— Вот именно, Илария, тебя не было рядом, — перебила меня мать. — Тебя не было так долго…
— Ты в любой момент могла послать мне зов, — перебила я ее. — Мысленный призыв вернуться. И я бы пришла. Обязательно пришла бы, ты же знаешь.
Мать опустила глаза и промолчала.
— А знаешь, сколько таких зовов отправляла я? — Гнев охватывал меня все сильнее. — Десятки, сотни, тысячи! Каждый день, каждую свободную минуту я пыталась докричаться до тебя! И все — тщетно!
Последнюю фразу я выплюнула в лицо матери. Задыхаясь от возмущения, попыталась вскочить на ноги, но тут же была вынуждена отказаться от этой идеи. Перед глазами опасно потемнело, меня повело в сторону.
— Осторожнее, девочка моя!
Мать ловко подхватила меня под локоть. Помогла опуститься обратно на кровать и надавила на плечи, заставляя лечь.
— Осторожнее, — повторила она уже тише. — Айрон просканировал тебя. А он… В общем, ты потеряла много энергии.
— Много энергии? — с недоумением повторила я, прислушиваясь к своим ощущениям.
И впрямь, после короткой вспышки бешенства я чувствовала себя как после долгой изнуряющей погони. Сердце заходилось в бешеном ритме, колени противно тряслись, на лбу выступила обильная испарина.

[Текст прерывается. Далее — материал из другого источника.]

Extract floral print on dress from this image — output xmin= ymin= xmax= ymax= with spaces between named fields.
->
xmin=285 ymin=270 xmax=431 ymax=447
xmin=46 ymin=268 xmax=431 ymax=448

— Но я не ощущала никакой боли, — проговорила растерянно.
— И не должна была. — Мать слабо улыбнулась. — Айрон — не садист. Он мог бы, конечно, превратить процесс сканирование в настоящую пытку. И иногда действительно так поступает. Но он осторожный человек. И не будет искать неприятностей на пустом месте. Кто знает, чем завершится это противостояние.
Я нахмурилась. Мать говорила очень обтекаемо, но я не сомневалась в том, что она намекает на мою связь с Норбергом.

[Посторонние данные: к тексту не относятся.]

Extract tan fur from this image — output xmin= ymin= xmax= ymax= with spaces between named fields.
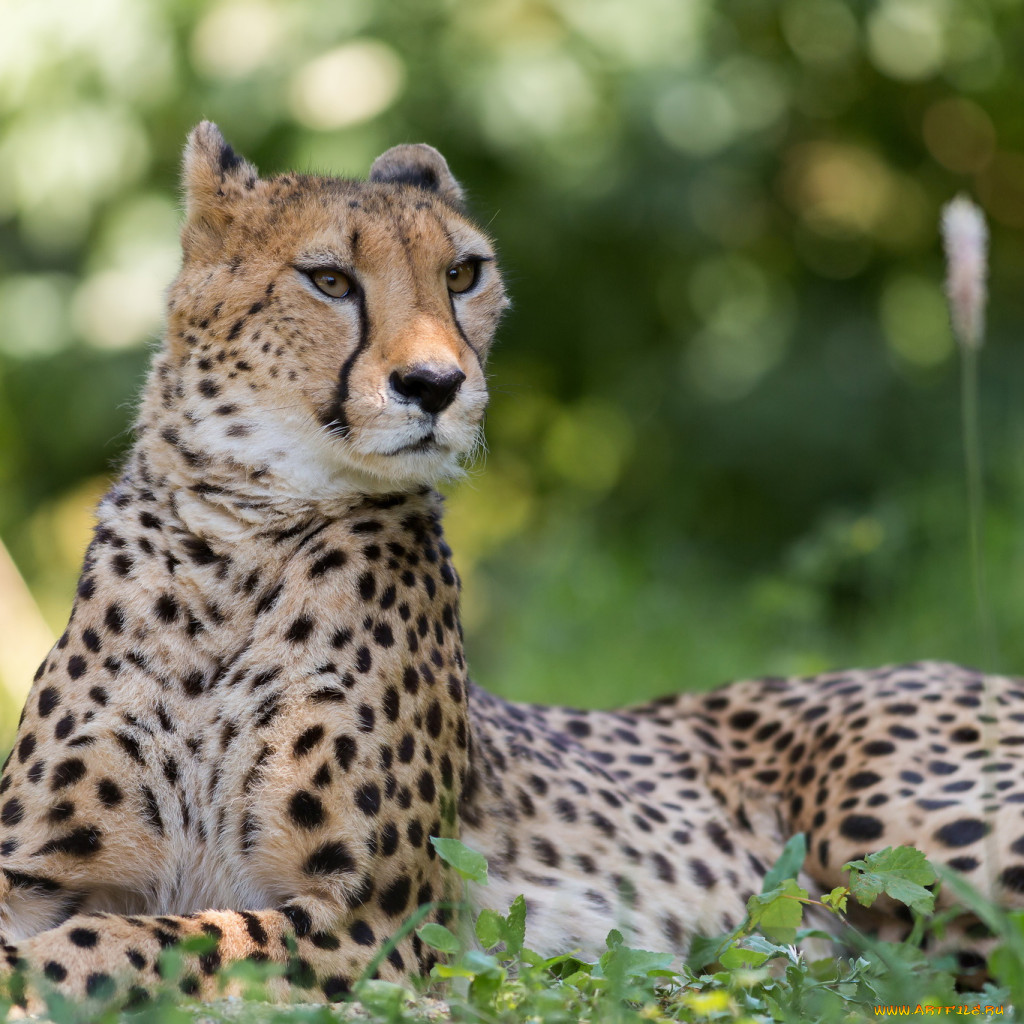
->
xmin=0 ymin=124 xmax=1024 ymax=1006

А самое удивительное, я впервые слышала в ее голосе гордость. И это неожиданно причинило сильную боль. Надо же, как это, однако, обидно. Ведь она гордится не мной. А приятно удивлена тем, какого мужчину я якобы умудрилась подцепить.
— Почему ты так поступила со мной? — Я резко дернула головой, не позволив матери в очередной раз погладить меня по волосам. — Почему? Неужели ты не понимала, как сильно я страдала все эти годы?
Она тяжело вздохнула. Устало сгорбилась на стуле, опустила между коленей руки.
Пауза длилась бесконечно долго. Я искусала все губы в кровь, сдерживая себя от крика. Так хотелось заорать в полный голос, лишь бы прекратить эту пытку молчанием! Но я держалась. Из последних сил удерживала себя, понимая, что мать ждет именно этого. Того, что я сдамся. Первой заговорю и тем самым пусть косвенно, но признаю ее власть надо мной.
— У тебя есть все причины меня ненавидеть, — наконец глухо проговорила она, рассматривая что-то на полу и упорно не глядя мне в глаза. — Я понимаю… Я все понимаю. Но пойми и ты. Тогда я не могла поступить иначе. Лари моя…
— Не называй меня так! — хрипло прорычала я.
Теперь детское ласковое прозвище царапало слух, вызывало болезненные спазмы в животе. Как будто кто-то провел ногтем по стеклу.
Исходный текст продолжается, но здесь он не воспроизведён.